Le média jeu vidéo engrangeant des recettes phénoménales, pourquoi ne pas croquer un bout de la pomme ? J'avais eu, au cours d'une discussion avec une responsable d'un studio de développement, quelques informations intéressantes à ce sujet. Son studio était en charge de la création d'une adaptation d'un dessin animé à succès. Les conditions étaient drastiques et tuaient quasiment dans l'œuf toute possibilité créatrice. Toute possibilité du moins de faire un bon jeu. Temps de développement très mince (6 mois maximum pour coller avec les fêtes de Noël), budget serré et cahier des charges étouffant pour respecter la série.

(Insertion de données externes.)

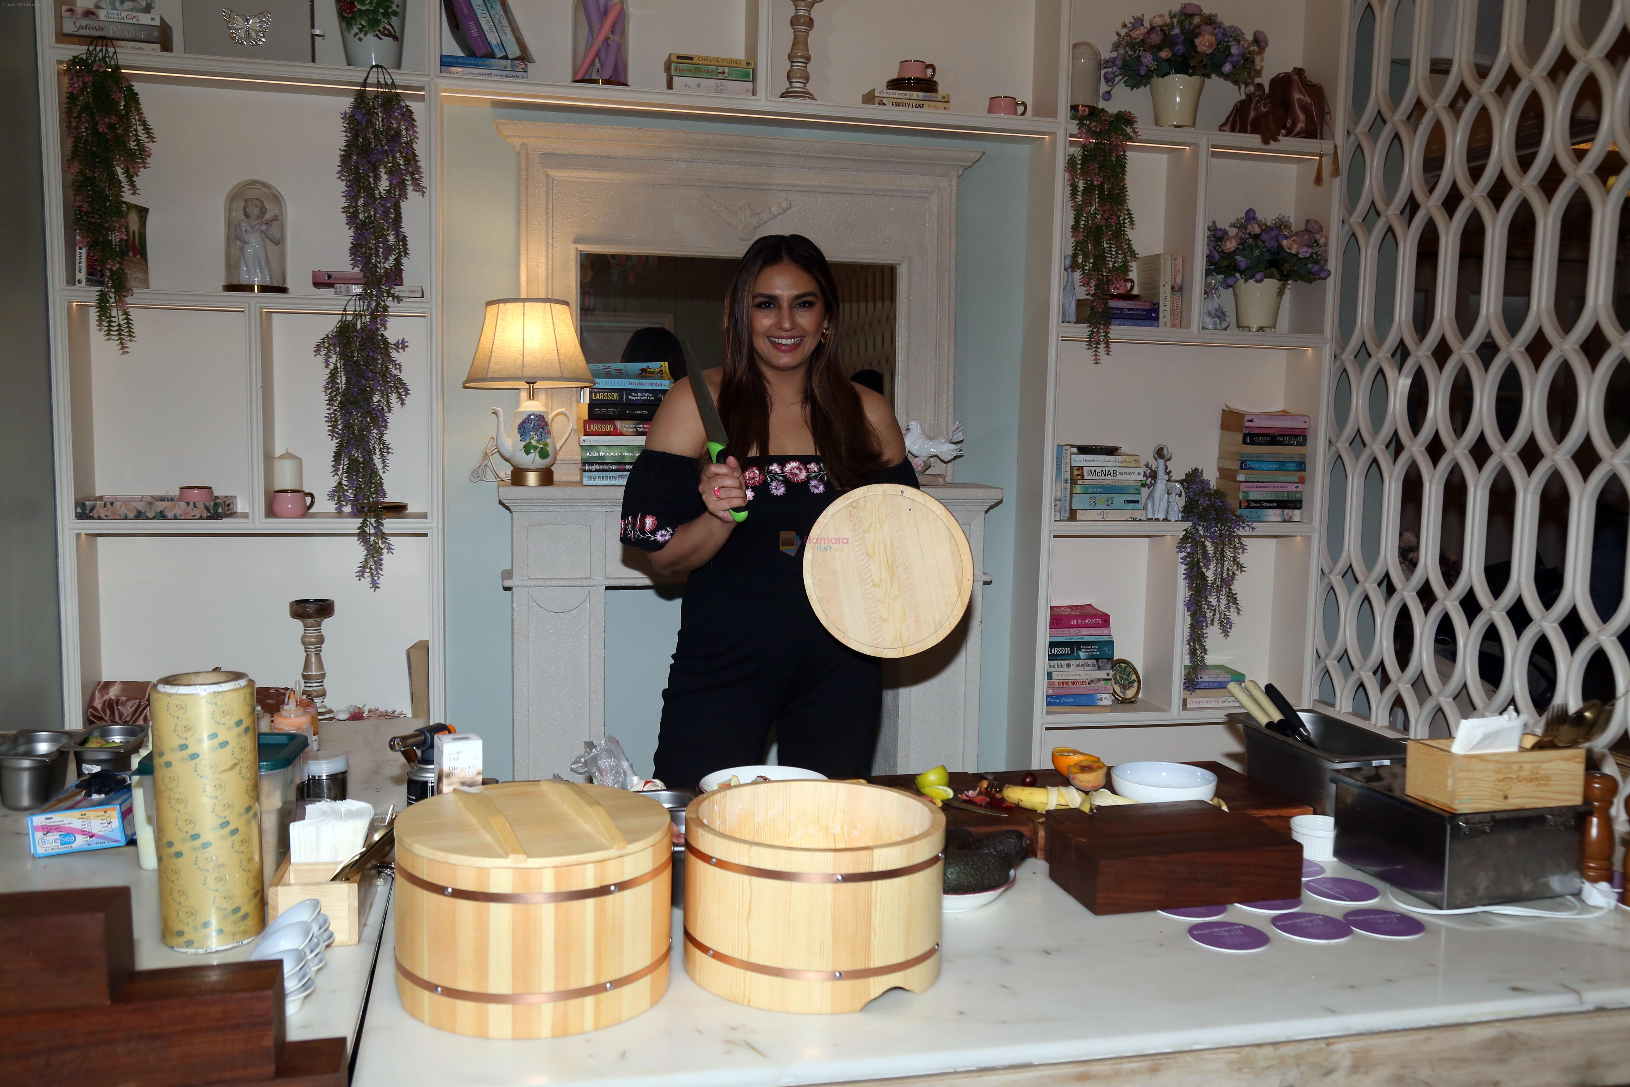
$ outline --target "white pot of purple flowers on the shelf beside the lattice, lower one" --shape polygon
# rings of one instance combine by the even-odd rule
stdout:
[[[1330,279],[1328,246],[1317,218],[1296,230],[1289,215],[1260,218],[1247,207],[1227,227],[1206,227],[1206,272],[1234,288],[1234,324],[1240,331],[1271,332],[1286,287]]]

On l'aura compris, la marge de manœuvre est faible tout comme la connaissance et l'implication des créateurs tiers dans la majorité des cas. L'enthousiasme de la responsable de ce studio de développement me montrait qu'ils avaient bossé dur pour proposer le meilleur jeu possible aux fans. Le potentiel était là mais gâché par toutes ces conditions drastiques évoquées plus haut.

Toucher la corde sensible du fan et ne proposer au mieux que le strict minimum relève presque de l'indécence. Malheureusement, une telle méthode paie puisque les adaptations médiocres affluent et continuent d'affluer. Les résultats du jeu vidéo Ben 10, environ 2,5 millions de jeux vendus, en sont une preuve éclatante. Pourquoi se donner plus de mal lorsque l'on sait que les parents ou les grands-parents, de ceux qui ne connaissent absolument pas le domaine du jeu vidéo, voire les très jeunes enfants fans d'une série achèteront, ou feront acheter, l'adaptation de telle ou telle œuvre ?

Au final, deux solutions s'offrent à nous. Que les créateurs tiers s'investissent plus, mais cela est-il possible pour toute une génération méconnaissant le média interactif ? Ou que les fans arrêtent d'acheter les extensions vidéoludiques de leur série, saga, film favori lorsque celles-ci ne valent rien. Deux solutions qui relèvent presque de l'impossible lorsque l'on prend la peine, comme on vient de le faire, de détailler les embuches.